ブロックチェーンインフラ企業のDSRVはサークル(Circle)と組み、USDCを基盤とする機関向けの決済・清算体制の高度化に乗り出す。
DSRVが4月16日に明らかにした。サークルの法人向けプラットフォーム「サークル・ミント(Circle Mint)」を活用し、USDCの発行・償還の仕組みを整える。あわせて、機関が実際の事業環境で使えるオンチェーン決済インフラのモデルを構築している。
サークル・ミントは、企業がドルとUSDCを直接交換できるプラットフォームだ。法人アカウントを持てば、暗号資産取引所を介さず、銀行送金だけで発行と償還ができる。既存の金融システムとブロックチェーンを直接つなぐ経路として使える。
DSRVはこれを基盤に、取引所依存をなくした発行・償還体制を整える計画だ。リアルタイムのオンチェーン決済の流れと清算プロセスも具体化する。グローバルなクロスボーダー決済モデルに加え、韓国の規制環境に合わせた適用策も設計している。
同社は今回の協業について、単なる技術連携ではなく、機関向けデジタル資産決済インフラを実際の事業モデルへ広げる段階に入ったと説明した。

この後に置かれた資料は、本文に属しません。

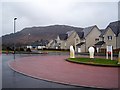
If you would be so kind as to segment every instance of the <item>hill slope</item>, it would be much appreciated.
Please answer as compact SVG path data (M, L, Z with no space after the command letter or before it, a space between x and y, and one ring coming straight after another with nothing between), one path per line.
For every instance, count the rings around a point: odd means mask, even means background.
M58 34L66 33L68 31L81 31L83 28L72 27L67 25L52 25L45 27L29 27L24 28L15 34L2 36L3 45L27 44L37 40L51 40L55 39Z

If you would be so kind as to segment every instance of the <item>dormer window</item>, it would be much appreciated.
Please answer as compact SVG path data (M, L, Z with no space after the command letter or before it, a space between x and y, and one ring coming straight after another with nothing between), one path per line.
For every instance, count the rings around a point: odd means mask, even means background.
M99 38L96 38L95 41L99 41Z
M108 36L108 40L112 40L112 36Z

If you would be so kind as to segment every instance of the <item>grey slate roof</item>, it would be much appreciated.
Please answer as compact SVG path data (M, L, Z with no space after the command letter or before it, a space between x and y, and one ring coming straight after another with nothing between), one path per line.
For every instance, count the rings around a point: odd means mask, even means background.
M60 40L67 40L68 34L59 34Z
M85 44L85 42L81 42L81 43L77 44L76 46L81 46L83 44Z
M115 22L111 22L107 28L101 33L100 37L102 37L105 32L108 30L108 28L111 28L112 31L114 32L114 34L116 36L118 36L118 34L120 33L120 21L115 21Z
M35 41L31 45L32 46L46 46L49 43L48 40L40 40L40 41Z
M114 34L116 36L118 36L118 34L120 33L120 21L111 22L109 24L109 27L112 29L112 31L114 32Z
M96 25L84 28L84 29L83 29L84 37L86 37L86 36L92 31L92 29L93 29L94 27L96 27Z
M99 41L95 45L103 45L105 42L104 41Z
M78 36L83 39L84 38L84 32L77 32Z

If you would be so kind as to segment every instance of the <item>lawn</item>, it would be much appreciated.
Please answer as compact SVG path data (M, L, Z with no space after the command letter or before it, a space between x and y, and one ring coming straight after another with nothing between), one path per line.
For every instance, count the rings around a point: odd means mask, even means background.
M67 61L79 64L101 65L101 66L120 66L117 60L103 59L103 58L68 58Z

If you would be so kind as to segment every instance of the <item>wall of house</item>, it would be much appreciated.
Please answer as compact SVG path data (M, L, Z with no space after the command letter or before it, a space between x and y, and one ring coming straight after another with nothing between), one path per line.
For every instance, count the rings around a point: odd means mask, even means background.
M103 36L104 42L105 42L106 46L112 45L113 49L116 49L116 36L115 36L114 32L111 30L111 28L107 28L107 29L108 30L106 31L106 33ZM112 36L112 40L108 40L108 36Z
M94 27L93 30L85 37L86 52L88 52L88 48L90 46L94 46L94 44L96 43L95 39L99 38L100 34L101 34L101 32L99 31L99 29L97 27Z
M117 37L117 48L120 48L120 33L118 34Z
M76 45L80 43L80 38L78 34L74 31L66 41L66 48L69 49L71 45L74 46L76 50Z

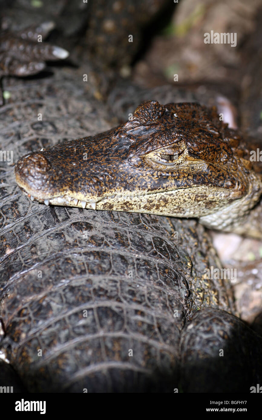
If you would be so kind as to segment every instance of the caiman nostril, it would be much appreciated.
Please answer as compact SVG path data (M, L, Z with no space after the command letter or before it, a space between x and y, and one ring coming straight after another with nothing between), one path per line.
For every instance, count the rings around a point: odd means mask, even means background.
M26 180L38 186L46 181L47 172L51 168L48 160L41 153L36 152L24 156L16 163L15 173L17 178Z

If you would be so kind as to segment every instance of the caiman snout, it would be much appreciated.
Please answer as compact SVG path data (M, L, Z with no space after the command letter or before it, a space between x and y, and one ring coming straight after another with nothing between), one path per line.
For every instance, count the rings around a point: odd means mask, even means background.
M41 153L36 152L26 155L16 165L15 173L17 182L23 188L25 185L33 184L34 187L41 188L46 182L51 165Z

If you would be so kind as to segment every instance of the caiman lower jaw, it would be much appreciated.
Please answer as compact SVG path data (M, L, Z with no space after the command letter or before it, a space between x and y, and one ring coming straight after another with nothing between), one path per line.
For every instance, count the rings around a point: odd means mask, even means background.
M67 194L44 199L27 193L47 205L65 206L97 210L111 210L148 213L178 217L199 217L209 214L229 202L241 198L237 190L206 186L177 189L161 192L132 192L122 190L95 202L79 200Z

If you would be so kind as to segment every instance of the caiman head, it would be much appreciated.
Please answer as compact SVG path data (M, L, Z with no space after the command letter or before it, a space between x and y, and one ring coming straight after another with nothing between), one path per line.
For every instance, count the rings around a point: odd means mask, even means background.
M261 180L215 110L147 101L125 123L29 153L19 186L40 202L200 218L224 228L254 206Z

DSRVはこれまでに、現代自動車や教保グループなどが参加した300億ウォン(約33億円)規模のシリーズB資金調達を実施した。NICEや未来アセット証券などとは、決済・金融分野の概念実証(PoC)も進めてきた。こうした実績を基に、機関向け商用インフラへの転換を加速する方針だ。
DSRVのソ・ビョンユン共同代表は「機関がデジタル資産ベースの決済を導入する際に重要なのは、技術そのものではなく、実際の事業に適用できる安定性と実行力だ」と述べた。そのうえで「既存の金融機関との検証経験を基に、USDCベースのオンチェーン決済の導入経路を具体化していく」と語った。